Z Algorithm and Implementation for String Searching

Written on November 24, 2024

Views : Loading...

Introduction

String searching is a fundamental problem in computer science with applications ranging from text processing to bioinformatics. Among the various algorithms developed to solve this problem efficiently, the Z Algorithm stands out due to its linear time complexity and versatility. In this article, we'll delve into the Z Algorithm, understand its problem statement with illustrative examples, explore a naive implementation, and then walk through the optimized version step-by-step.

Problem Statement

Given a string $ S $ of length $ N $, the goal is to compute an array $ Z $ of length $ N $, where each $ Z[i] $ represents the length of the Longest Common Prefix (LCP) between the string $ S $ and its suffix starting at position $ i $. Formally,

$$ Z[i] = \text{LCP}(S, S.\text{substr}(i)) $$

Examples

Let's consider a few examples to clarify the problem:

  1. Example 1:

    • Input: $ S = \text{"abcbcba"} $
    • Output: $ Z = [7, 0, 0, 0, 0, 0, 1] $

    Explanation:

    • $ Z[0] = 7 $ (the entire string matches itself)
    • $ Z[1] = 0 $ (no common prefix between "abcbcba" and "bcbcba")
    • ...
    • $ Z[6] = 1 $ (common prefix "a" between "abcbcba" and "a")
  2. Example 2:

    • Input: $ S = \text{"mississippi"} $
    • Output: $ Z = [11, 0, 0, 0, 0, 0, 0, 0, 0, 0, 0] $

    Explanation:

    • $ Z[0] = 11 $
    • All other $ Z[i] = 0 $ since no other suffix shares a prefix with $ S $.
  3. Example 3:

    • Input: $ S = \text{"ababacaca"} $
    • Output: $ Z = [9, 0, 3, 0, 1, 0, 1, 0, 1] $

    Explanation:

    • $ Z[0] = 9 $
    • $ Z[2] = 3 $ (common prefix "aba" between "ababacaca" and "abacaca")
    • $ Z[4] = 1 $ (common prefix "a" between "ababacaca" and "acaca")
    • And so on.
  4. Example 4:

    • Input: $ S = \text{"aaaaa"} $
    • Output: $ Z = [5, 4, 3, 2, 1] $

    Explanation:

    • Each suffix shares a progressively shorter prefix with $ S $.

Naive Approach

A straightforward method to compute the $ Z $-array is to iterate over each position in the string and compute the LCP between $ S $ and $ S.\text{substr}(i) $ character by character. Here's how this naive approach can be implemented:

/*
 *    Author: rishabhxchoudhary
 *    Created: Saturday, 23.11.2024 09:40 AM (GMT+5:30)
 */
#include <bits/stdc++.h>
using namespace std;

#define int long long int
#define double long double
#define endl '\n'

const int MOD = 1000000007;

signed main()
{
    ios_base::sync_with_stdio(0);
    cin.tie(0);cout.tie(0);

    string s; cin>>s;
    int n = s.length();
    vector<int>z(n);
    for(int i=0;i<n;i++) {
        while ( i+z[i] < n && s[z[i]] == s[i+z[i]] ){
            z[i]++;
        };
    }
    for(int i=0;i<n;i++) {
        cout<<z[i]<<" ";
    }

    
    return 0;
}

Analysis of the Naive Approach

  • Time Complexity: $ O(N^2) $ in the worst case. For each position $ i $, we might compare up to $ N - i $ characters.
  • Space Complexity: $ O(N) $ for storing the $ Z $-array.

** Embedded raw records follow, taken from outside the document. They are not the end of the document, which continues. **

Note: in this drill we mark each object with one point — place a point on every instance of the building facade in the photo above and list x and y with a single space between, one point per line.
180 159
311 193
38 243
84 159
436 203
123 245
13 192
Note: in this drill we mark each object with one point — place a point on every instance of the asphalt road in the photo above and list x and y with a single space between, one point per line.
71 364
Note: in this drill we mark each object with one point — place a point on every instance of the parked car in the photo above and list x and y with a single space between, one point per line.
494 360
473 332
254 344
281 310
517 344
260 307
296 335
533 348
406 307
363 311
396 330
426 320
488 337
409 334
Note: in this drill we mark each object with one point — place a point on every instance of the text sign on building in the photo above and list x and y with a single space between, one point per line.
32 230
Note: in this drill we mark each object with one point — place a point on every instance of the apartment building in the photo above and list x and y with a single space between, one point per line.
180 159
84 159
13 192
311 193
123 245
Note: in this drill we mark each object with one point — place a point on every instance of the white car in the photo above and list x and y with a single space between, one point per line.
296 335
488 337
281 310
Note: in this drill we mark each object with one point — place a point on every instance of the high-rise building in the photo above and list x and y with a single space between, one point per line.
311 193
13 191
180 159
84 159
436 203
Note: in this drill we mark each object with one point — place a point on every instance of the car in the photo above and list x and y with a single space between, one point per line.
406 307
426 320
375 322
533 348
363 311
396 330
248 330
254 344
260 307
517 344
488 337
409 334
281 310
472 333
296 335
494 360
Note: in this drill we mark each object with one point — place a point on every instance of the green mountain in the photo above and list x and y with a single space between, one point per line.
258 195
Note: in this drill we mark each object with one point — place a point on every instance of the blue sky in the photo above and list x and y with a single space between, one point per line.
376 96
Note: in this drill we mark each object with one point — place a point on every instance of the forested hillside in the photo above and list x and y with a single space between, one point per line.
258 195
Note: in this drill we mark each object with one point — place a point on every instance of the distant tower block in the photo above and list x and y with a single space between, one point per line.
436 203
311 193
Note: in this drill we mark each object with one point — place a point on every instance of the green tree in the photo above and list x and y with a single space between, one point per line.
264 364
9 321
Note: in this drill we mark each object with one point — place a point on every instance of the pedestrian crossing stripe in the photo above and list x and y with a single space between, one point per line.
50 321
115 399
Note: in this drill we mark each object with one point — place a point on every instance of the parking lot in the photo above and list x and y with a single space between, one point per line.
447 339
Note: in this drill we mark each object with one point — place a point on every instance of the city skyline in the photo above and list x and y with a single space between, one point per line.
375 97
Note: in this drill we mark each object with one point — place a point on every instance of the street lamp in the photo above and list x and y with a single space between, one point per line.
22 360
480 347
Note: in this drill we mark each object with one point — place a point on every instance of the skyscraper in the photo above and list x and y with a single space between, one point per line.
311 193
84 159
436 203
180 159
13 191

While this approach is simple, its quadratic time complexity makes it inefficient for large strings.

Optimized Z Algorithm

The Z Algorithm optimizes the naive approach to run in linear time $ O(N) $ by avoiding redundant comparisons. The key idea is to maintain a window $[L, R)$ (also known as the Z-box) that represents the interval of the string where the substring matches the prefix.

Here's the optimized implementation:

/*
 *    Author: rishabhxchoudhary
 *    Created: Saturday, 23.11.2024 09:40 AM (GMT+5:30)
 */
#include <bits/stdc++.h>
using namespace std;

#define int long long int
#define double long double
#define endl '\n'

const int MOD = 1000000007;

signed main()
{
    ios_base::sync_with_stdio(0);
    cin.tie(0);cout.tie(0);

    string s; cin>>s;
    int n = s.length();
    vector<int>z(n);
    z[0] = n;
    int l = 0, r = 0;
    for(int i = 1; i < n; i++) {
        if(i < r) {
            z[i] = min(r - i, z[i - l]);
        }
        while(i + z[i] < n && s[z[i]] == s[i + z[i]]) {
            z[i]++;
        }
        if(i + z[i] > r) {
            l = i;
            r = i + z[i];
        }
    }
    for(int i=0;i<n;i++) {
        cout<<z[i]<<" ";
    }

    
    return 0;
}

Step-by-Step Optimizations

Let's dissect the optimized code and understand the enhancements made over the naive approach.

1. Initializing the Z-array

vector<int> z(n);
z[0] = n;
  • Explanation: The first element $ Z[0] $ is always equal to the length of the string $ N $, as the entire string matches itself.

2. Introducing the Z-box

int l = 0, r = 0;
  • Explanation: We maintain a window $[L, R)$ that denotes the interval where the substring matches the prefix. Initially, this window is empty.

3. Iterating Through the String

for(int i = 1; i < n; i++) {
    // ...
}
  • Explanation: We start from the second character (index 1) since $ Z[0] $ is already defined.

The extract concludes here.